What about the Page Rank algorithm? This algorithm is applied to a directed graph to find out which nodes are the most popular. At first glance you would want to count how many incoming links each node has to measure its popularity. That is a good first approximation, but not all links are equal, the links of more popular nodes are worth more than the links of unpopular nodes. So you start by counting the links and assigning a popularity to each node, then you count the links again but weight the links according to the popularity of the incoming node. This updates the popularity of each node, so you do this again, until you reach a steady state and the popularity measure of the nodes doesn't change. Again, we can see that each node is voting by linking to other nodes, and its vote is weighted by its popularity. Its popularity is updated according to how many popular nodes point to it. The algorithm of updating can be thought of as a flux of popularity through the system, from the least popular to the most popular. Each node in between has some popularity coming in and some going out. The steady state is reached when the popularity coming in equals the popularity going out. Although the training signal here is less obvious than in other learning systems, it is still something separate from the predicted signal, it is the actual popularity of each node according to the graph topology. As we can see Page Rank also shares the same five basic characteristics of learning systems that markets, neural nets, and evolving systems all have.
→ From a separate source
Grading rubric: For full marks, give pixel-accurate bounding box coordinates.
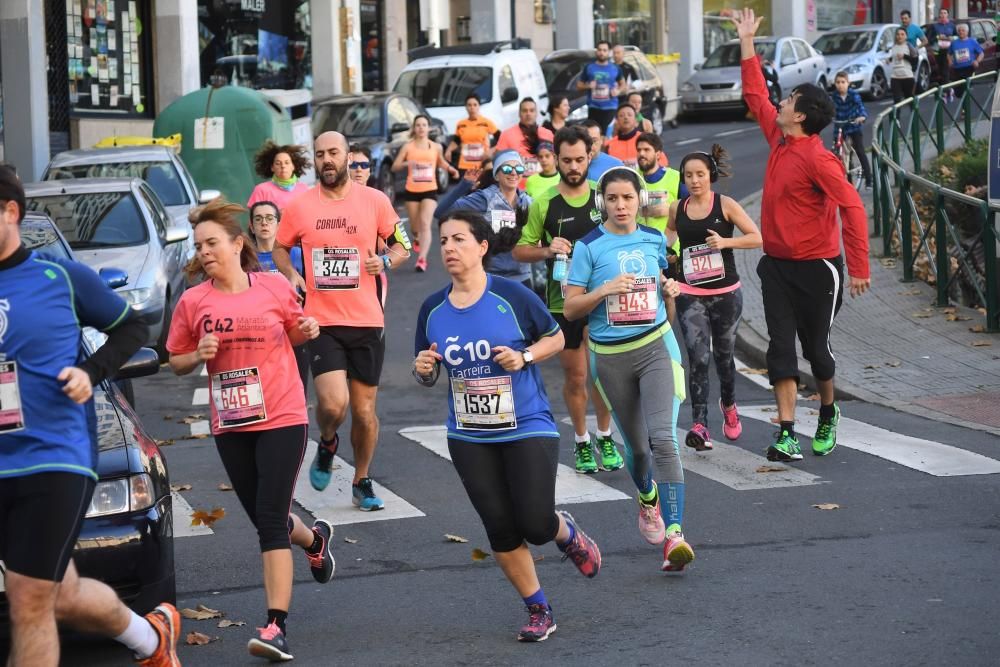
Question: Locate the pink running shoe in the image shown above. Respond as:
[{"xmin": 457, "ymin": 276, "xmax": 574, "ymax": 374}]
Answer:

I think we can apply the same sort of analysis to anything that learns. That is a conjecture that I am not going to prove because it would require me to either enumerate all learning systems, or prove that a system that doesn't share those characteristics cannot learn. That proof might be doable, but that would be too much work for a Friday night post. My purpose is only to advance the hypothesis that all learning systems are instances of the same algorithm and to provide some examples as evidence to that conjecture.
To the science and engineering inclined, this can serve as motivation to specify the learning algorithm exactly by observing many instances of systems that learn. To the mathematically inclined, this could serve as motivation to find a rigorous argument of why this is true. To the scientifically inclined with a skeptic bent, this can serve as inspiration to try to disprove it probably by finding an example of a learning system that doesn't fit the model. As for me, this was just a way to record an insight I found interesting.
As I finish writing this I realized that the expectations maximization algorithm, and the fuzzy clustering algorithm also fit this description, but I leave these as an exercise to the reader because I am tired of typing, and I want this post to be short enough for people to actually read.